Jake anchored the flashlight in a jagged hole, then wedged his upper body into the cockpit. Alexandra stared back at him with fading blue eyes, her face stark and pale as the light. Pine boughs framed her softly; the only defiance was the fist she had curled against her throat. “You came for the stone,” she said. Her voice was fading too.
“No. It won’t bring my parents and my sister back. It’s served the only purpose it was ever really meant for. I don’t need it anymore.”
“Then, why … why care whether I—”
“I don’t want Samantha to suffer anymore for what you did. There’s been enough revenge. I’ll get you out of here—not because you deserve to live, but because it’s the right thing to do for Samantha. And for me.”
Jake began snapping the easy branches, clearing a way toward the bigger ones that enveloped her. He felt Alexandra watching him, but neither fear nor hate had any power over him now. “I am still … extraordinary,” she said, her voice ragged. “You’ll see why.”
Jake bent a limb back. It was matted with blood. What he saw behind it made him gag.
The tip of the main limb had skewered Alexandra through the stomach. The mountain had pinned her to earth.
His gaze rose slowly to hers. Her thin smile taunted him and the rest of the world. “I … was raised to … endure …”
The wind kicked up. The roof of the cockpit began to buckle. Jake watched, helpless and repulsed, as the limb sank deeper into her. Uncle William. Mother, Father, Ellie. Whispering his own humanity to him. He had
walked the path for them. There was no dishonor. He grasped the limb and pulled it free.
Sam screamed his name.
Alexandra threw her head back and writhed. “Go to her. I’m dying. I give her to you.”

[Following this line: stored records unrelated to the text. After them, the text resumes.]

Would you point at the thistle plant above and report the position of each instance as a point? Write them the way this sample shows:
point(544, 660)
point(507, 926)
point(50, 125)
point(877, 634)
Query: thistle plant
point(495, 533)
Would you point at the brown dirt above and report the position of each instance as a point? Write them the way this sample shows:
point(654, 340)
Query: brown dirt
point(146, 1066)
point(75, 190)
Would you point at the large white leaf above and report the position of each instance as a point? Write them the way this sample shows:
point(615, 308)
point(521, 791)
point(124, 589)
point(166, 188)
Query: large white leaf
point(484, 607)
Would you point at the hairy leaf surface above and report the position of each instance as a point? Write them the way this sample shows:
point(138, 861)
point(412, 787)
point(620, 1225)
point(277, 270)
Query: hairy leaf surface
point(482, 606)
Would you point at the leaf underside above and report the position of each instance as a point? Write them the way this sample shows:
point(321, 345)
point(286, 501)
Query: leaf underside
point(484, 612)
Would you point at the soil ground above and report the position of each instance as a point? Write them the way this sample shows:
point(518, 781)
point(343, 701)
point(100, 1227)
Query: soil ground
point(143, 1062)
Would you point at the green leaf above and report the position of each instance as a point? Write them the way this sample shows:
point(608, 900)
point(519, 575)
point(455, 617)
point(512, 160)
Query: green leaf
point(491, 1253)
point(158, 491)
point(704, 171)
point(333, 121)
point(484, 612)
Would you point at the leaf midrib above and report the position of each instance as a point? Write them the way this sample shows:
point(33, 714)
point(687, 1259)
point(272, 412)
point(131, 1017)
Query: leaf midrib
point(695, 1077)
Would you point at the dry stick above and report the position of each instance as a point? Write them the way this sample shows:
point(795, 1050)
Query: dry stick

“Not yours to give,” he said between gritted teeth as he struggled with the jammed latch of her seat belt. She cursed him, thrust her fist into his hands, and pressed the ruby into his palm, slick with her blood. Alexandra released it into his keeping. Her eyes bored into his with their last glimmer. “What good is anything precious,” she whispered, “unless you’re willing to die for it?”
Jake shoved himself backward as the plane tilted and began to slide. A jagged edge of metal caressed his cheek like a talon.
Suddenly he was sprawling beside Samantha, finally free.
The night consumed the falling body of a ravenmocker.